After the No-Shop Start Date, the Company will become subject to customary “no-shop” restrictions on its ability to solicit alternative acquisition proposals from third parties and to provide non-public information to, and engage in discussions or negotiations with, third parties regarding alternative acquisition proposals, except that, until the receipt of the Company Stockholder Approval, the Company may continue to engage in the aforementioned activities with any third party that made an alternative acquisition proposal to acquire 50% or more of the assets or total voting power of the equity securities of the Company prior to the No-Shop Start Date that the Special Committee (or the Company Board, acting upon the recommendation of the Special Committee) has determined in good faith constitutes or would reasonably be expected to result in a Superior Proposal (as defined in the Merger Agreement) and that has not terminated or been withdrawn (each, an “Excluded Party”). The “no-shop” restrictions are additionally subject to a customary “fiduciary out” provision that allows the Company, under certain specified circumstances, to provide non-public information to, and engage in discussions or negotiations with, third parties with respect to an alternative acquisition proposal if the Special Committee (or the Company Board, acting upon the recommendation of the Special Committee) determines in good faith (after consultation with its financial advisor and outside legal counsel) that such alternative acquisition proposal constitutes or would reasonably be expected to result in a Superior Proposal and the failure to take such actions would be inconsistent with its fiduciary duties pursuant to applicable law.

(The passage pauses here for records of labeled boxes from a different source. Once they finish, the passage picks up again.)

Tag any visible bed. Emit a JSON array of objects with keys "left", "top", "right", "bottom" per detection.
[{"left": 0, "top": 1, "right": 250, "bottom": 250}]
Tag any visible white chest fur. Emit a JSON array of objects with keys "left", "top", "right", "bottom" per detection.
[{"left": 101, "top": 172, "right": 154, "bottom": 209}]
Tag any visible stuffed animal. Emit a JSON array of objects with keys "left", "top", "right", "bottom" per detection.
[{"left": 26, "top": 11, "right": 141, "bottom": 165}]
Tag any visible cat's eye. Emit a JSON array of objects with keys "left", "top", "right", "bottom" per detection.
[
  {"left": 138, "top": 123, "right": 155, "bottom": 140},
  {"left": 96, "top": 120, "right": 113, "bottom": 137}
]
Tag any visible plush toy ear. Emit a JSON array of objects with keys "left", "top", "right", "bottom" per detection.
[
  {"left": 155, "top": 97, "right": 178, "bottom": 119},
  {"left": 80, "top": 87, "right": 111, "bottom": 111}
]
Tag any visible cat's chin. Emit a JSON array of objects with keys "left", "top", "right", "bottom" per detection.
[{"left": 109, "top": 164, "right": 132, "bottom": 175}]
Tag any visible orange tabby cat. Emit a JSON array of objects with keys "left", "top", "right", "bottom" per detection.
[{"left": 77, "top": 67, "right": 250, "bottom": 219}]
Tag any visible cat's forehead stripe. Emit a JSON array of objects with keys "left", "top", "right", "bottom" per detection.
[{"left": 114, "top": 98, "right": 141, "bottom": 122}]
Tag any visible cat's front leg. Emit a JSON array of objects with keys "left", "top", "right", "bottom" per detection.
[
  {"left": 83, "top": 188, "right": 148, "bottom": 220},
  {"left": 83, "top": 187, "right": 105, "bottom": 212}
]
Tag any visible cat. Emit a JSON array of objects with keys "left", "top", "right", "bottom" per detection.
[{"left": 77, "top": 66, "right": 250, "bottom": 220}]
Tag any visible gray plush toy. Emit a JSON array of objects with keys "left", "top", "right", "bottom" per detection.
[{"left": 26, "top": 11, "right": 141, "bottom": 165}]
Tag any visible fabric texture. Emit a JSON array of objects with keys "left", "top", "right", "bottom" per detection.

In the event that an Intervening Event (as defined in the Merger Agreement) occurs or the Company receives a bona fide written alternative acquisition proposal that did not result from a breach of the “no-shop” restrictions in the Merger Agreement and that the Special Committee (or the Company Board, acting upon the recommendation of the Special Committee) determines in good faith (after consultation with its financial advisor and outside legal counsel) constitutes a Superior Proposal, then, on the terms and subject to the conditions set forth in the Merger Agreement, the Special Committee and/or the Company Board may, in certain circumstances prior to the receipt of the Company Stockholder Approval and subject to certain notice and “matching” rights of Parent, change its recommendation that the Company’s stockholders adopt the Merger Agreement.
Termination and Fees
The Merger Agreement contains customary termination rights for the Company (acting with the prior authorization of the Special Committee) and Parent, including, among other circumstances, (a) by either party in the event that the consummation of the Merger does not occur on or before September 23, 2025, subject to up to two consecutive three-month extensions if, on such date (or the extension thereof), all of the closing conditions in the Merger Agreement except for those relating to regulatory approvals have been satisfied or waived, (b) by either party in the event that the Company Stockholder Approval is not obtained at a meeting of the Company’s stockholders at which a vote on the adoption of the Merger Agreement was held, (c) by Parent, prior to the receipt of the Company Stockholder Approval, in the event of an adverse change of the Special Committee’s or Company Board’s recommendation that the Company’s stockholders adopt the Merger Agreement, (d) by the Company, prior to the receipt of the Company Stockholder Approval, in order to enter into a definitive acquisition agreement with respect to a Superior Proposal and (e) by the Company, in the event that Parent has failed to consummate the Merger when required under the Merger Agreement after the Company has confirmed in writing that it is ready, willing and able to consummate the Merger.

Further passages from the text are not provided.